Olympus M.Zuiko Digital ED 12-45 mm f/4.0 PRO - test obiektywu
11. Podsumowanie
- solidna i uszczelniona obudowa,
- świetna jakość obrazu w centrum kadru,
- dobra jakość obrazu na brzegu kadru i to od maksymalnego otworu względnego,
- umiarkowana podłużna aberracja chromatyczna,
- mała poprzeczna aberracja chromatyczna,
- rozsądnie korygowana koma,
- niewielki astygmatyzm,
- cichy, szybki i celny autofokus.
Wady:
- bardzo duża dystorsja na plikach RAW,
- zauważalne winietowanie na plikach RAW,
- praca pod ostre światło powinna być lepsza.
Choć na liście wad testowanego obiektywu znalazły się aż trzy pozycje, i tak jego zachowanie oceniam bardzo wysoko.
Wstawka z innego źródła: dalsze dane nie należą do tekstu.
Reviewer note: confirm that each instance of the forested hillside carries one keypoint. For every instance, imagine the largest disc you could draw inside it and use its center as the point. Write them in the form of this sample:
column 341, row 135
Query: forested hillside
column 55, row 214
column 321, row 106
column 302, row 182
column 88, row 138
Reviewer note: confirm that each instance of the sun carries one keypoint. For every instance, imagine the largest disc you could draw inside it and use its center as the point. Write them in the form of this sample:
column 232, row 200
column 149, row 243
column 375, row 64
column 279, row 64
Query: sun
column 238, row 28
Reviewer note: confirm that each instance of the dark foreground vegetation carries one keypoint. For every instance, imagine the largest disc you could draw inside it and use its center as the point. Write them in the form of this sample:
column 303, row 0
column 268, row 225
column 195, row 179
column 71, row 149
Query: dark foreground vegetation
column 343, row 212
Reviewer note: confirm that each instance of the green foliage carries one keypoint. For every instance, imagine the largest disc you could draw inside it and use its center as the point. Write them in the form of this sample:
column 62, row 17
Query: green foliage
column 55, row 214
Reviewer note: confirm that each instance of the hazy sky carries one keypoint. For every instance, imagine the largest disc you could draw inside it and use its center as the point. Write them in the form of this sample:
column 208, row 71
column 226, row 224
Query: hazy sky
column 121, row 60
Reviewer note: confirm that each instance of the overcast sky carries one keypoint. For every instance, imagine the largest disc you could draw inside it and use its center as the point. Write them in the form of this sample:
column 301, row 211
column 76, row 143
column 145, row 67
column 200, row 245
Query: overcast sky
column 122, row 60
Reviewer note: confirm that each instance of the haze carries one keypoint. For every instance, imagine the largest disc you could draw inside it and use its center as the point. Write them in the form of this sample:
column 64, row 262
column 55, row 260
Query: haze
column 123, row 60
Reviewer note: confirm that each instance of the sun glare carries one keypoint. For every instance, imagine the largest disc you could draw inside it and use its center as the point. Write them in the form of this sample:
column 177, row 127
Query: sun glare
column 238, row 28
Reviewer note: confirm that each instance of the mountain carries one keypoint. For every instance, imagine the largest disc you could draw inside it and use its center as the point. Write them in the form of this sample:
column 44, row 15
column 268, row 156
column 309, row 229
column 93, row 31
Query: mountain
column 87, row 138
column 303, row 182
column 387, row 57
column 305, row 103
Przede wszystkim zaimponował mi on świetną ostrością już od maksymalnego otworu względnego. Zadanie postawione przed optykami Olympusa było niezmiernie trudne, ale wywiązali się oni z niego świetnie. A wady? Dwie z nich są mniejszego kalibru. Duża dystorsja na plikach RAW wynika z takiego podejścia do konstrukcji obiektywów w systemie. Pozwala się ją korygować oprogramowaniu aparatu, zyskując więcej stopni swobody w korygowaniu innych wad optycznych. Winietowanie daje się zauważyć, ale na tle innych standardowych zoomów systemu Mikro 4/3, a także tych przeznaczonych na większe matryce – i tak wygląda dobrze. Jedyna wada, którą obiektywnie można uznać za wpadkę i do której można mieć poważniejsze zastrzeżenia, to praca pod ostre światło. Tutaj można było postarać się bardziej.
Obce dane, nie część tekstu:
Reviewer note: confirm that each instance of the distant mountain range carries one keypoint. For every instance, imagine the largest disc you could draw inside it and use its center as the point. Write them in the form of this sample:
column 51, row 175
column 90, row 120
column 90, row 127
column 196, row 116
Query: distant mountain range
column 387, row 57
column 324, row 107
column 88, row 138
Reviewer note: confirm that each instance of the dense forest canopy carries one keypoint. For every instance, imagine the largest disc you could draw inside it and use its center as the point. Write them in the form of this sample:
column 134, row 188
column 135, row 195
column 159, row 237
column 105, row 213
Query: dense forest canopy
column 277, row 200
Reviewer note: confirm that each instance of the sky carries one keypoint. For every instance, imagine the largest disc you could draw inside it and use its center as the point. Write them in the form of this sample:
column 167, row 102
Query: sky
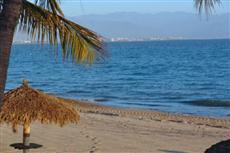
column 83, row 7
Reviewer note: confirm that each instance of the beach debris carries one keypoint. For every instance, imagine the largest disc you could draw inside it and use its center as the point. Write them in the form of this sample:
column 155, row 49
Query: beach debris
column 25, row 105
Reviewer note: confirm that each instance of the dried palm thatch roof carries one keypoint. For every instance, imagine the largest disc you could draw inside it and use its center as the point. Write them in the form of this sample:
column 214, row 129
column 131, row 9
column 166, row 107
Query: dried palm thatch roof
column 26, row 105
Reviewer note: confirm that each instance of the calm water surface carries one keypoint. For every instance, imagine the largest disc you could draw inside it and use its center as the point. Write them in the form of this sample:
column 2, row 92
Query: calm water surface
column 191, row 77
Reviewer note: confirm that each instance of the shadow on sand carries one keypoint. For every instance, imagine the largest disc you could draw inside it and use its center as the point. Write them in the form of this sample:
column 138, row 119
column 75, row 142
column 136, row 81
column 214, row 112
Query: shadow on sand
column 220, row 147
column 171, row 151
column 21, row 146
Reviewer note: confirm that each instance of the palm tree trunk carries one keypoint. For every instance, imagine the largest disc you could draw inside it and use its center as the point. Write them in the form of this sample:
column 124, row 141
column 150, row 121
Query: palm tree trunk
column 26, row 138
column 8, row 22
Olympus M.Zuiko Digital ED 12–45 mm f/4.0 PRO to udany obiektyw i świetne wzbogacenie systemu. Kupując aparat z matrycą Mikro 4/3 mamy dzięki temu naprawdę duży wybór standardowych obiektywów zmiennoogniskowych. Trochę nie podoba nam się początkowa cena testowanego instrumentu, która została ustawiona na poziomie 2799 zł. Mamy jednak nadzieję, że szybko pojawi się on w zestawach z aparatami, a dopłata do niego będzie wtedy wyraźnie niższa.